I said what about my eyes?
"Keep them on the road."
I said what about my passion?
"Keep it burning."
I said what about my heart?
"Tell me what you hold inside it."
I said pain and sorrow.
He said, "Stay with it."
Alan Moore and Dave Gibbon's Watchmen, the Citizen Kane of comic books, appears to have been turned into a beautiful film (though I'm a little vague as to whether the director, Zack Snyder, is the "visionary genius" mentioned in the trailer and not an "honest craftsman", since every shot is a computer enhanced re-creation of Gibbon's drawings and Moore's words.)
How do you explain to the uninitiated that Moore's Watchmen is sad and funny and horrific and haunting, that it is not for anyone under the age of 18, that it is one of those books that leave you forever changed, disturbed, unsettled?

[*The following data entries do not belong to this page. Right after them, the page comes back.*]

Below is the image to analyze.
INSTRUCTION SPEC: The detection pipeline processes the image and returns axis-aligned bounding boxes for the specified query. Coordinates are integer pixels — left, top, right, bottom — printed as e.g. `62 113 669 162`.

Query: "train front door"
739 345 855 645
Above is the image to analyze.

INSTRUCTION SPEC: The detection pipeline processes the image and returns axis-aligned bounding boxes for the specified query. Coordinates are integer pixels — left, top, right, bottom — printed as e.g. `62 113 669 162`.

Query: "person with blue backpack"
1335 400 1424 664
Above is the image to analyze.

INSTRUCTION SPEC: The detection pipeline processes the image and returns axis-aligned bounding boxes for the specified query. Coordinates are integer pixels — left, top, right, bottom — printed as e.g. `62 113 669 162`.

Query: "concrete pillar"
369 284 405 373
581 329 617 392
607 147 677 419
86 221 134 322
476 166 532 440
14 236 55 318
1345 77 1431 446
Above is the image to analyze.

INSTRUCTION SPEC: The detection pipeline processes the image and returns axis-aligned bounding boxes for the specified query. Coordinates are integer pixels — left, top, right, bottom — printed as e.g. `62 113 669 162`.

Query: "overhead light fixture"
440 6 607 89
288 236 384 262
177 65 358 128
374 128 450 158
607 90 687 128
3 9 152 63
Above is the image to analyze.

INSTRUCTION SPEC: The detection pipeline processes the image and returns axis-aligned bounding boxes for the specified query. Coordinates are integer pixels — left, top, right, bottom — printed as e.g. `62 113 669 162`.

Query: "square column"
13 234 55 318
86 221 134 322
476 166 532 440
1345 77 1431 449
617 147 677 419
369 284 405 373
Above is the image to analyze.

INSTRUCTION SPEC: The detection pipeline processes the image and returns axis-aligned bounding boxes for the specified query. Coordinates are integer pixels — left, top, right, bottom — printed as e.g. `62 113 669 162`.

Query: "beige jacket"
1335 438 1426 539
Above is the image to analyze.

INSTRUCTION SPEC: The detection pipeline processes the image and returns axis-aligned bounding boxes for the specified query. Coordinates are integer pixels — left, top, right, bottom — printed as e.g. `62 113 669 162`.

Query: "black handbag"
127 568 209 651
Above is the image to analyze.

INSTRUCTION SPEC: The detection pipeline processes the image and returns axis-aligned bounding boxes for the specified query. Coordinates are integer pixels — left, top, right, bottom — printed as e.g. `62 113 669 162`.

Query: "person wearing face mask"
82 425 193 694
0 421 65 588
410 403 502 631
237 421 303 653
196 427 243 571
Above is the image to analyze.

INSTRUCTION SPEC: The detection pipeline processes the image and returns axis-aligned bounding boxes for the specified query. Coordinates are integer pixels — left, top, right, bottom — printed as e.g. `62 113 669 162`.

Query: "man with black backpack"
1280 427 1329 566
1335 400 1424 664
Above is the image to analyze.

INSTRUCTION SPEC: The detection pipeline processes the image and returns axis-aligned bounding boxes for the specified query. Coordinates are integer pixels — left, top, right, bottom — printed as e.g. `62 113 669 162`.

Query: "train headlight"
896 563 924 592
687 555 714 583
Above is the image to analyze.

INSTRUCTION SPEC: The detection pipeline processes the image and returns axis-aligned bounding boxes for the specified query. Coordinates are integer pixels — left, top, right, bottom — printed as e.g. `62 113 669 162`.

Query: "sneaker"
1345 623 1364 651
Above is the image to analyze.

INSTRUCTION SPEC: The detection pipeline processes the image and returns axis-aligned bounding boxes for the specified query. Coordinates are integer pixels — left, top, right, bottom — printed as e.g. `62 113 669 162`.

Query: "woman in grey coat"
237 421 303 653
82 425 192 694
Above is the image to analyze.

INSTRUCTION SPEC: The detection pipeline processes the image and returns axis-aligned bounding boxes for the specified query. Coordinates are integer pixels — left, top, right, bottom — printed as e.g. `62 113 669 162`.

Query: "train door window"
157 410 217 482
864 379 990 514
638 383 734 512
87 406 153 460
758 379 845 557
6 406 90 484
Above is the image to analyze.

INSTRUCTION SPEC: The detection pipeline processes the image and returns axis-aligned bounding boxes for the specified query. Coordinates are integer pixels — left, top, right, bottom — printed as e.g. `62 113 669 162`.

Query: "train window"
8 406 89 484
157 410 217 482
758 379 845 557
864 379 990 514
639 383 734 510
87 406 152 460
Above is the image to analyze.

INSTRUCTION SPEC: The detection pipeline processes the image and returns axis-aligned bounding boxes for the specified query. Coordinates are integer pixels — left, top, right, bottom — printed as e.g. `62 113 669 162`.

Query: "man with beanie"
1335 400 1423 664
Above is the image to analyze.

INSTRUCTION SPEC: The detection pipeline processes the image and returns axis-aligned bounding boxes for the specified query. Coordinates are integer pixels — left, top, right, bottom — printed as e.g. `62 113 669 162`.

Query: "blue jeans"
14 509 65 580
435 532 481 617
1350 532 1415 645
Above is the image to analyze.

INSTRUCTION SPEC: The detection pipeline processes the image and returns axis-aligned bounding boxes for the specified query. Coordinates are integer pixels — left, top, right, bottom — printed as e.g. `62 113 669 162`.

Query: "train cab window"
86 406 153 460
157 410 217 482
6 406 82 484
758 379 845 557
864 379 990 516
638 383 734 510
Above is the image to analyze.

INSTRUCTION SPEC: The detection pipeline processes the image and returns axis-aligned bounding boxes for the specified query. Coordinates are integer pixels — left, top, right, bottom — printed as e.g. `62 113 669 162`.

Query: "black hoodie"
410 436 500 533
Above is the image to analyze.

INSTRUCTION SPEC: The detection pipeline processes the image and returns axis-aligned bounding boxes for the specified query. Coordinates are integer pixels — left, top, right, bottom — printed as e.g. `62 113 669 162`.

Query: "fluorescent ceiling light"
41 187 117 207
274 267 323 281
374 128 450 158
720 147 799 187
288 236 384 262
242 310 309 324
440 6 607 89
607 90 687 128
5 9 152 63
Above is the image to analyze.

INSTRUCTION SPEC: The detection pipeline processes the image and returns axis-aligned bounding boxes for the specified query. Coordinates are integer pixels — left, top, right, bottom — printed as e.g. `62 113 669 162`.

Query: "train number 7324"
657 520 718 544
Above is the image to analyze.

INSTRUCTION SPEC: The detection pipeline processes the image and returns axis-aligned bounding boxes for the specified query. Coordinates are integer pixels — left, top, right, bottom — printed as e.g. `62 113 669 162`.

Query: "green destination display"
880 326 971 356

For my desert island library, I would prefer Moore's Promethea, but there's no denying that Watchmen is a masterpiece. It breaks your heart, but it's not an easily quoted book, because so much of the emotional impact of a given scene or dialogue depends on context, its connection with the rest.
I'm excited by the musical choices too-- Smashing Pumpkins' “The Beginning is the End is the Beginning” as good a theme for Rorschach as any, along with songs referenced in the original: "All Along the Watchtower", "Unforgettable", and I assume "Desolation Row".
Like everyone else who loves the book, and honors what Moore was trying to tell us, is worried that the film will simply illustrate the action sequences or spend its time tracking the doomsday plotline, too much Nixon and not enough Kitty Genovese.
In the original, the Watchmen's alternative history is only an interesting backdrop for the characters in the foreground. The heart of the story is in Rorschach's interview in prison and Jon and Laurie's conversation on Mars. That's a danger with almost any effects film, that the skills of the SFX crew can outrun the ability of the director and screenwriter to create a human being, and you wind up with monstrosities like Independence Day. If they keep Moore's script and let Rorschach be Rorschach, Watchmen could be the first superhero film to win and deserve an Oscar for Best Picture, with Jackie Earle Haley winning Best Actor as Rorschach.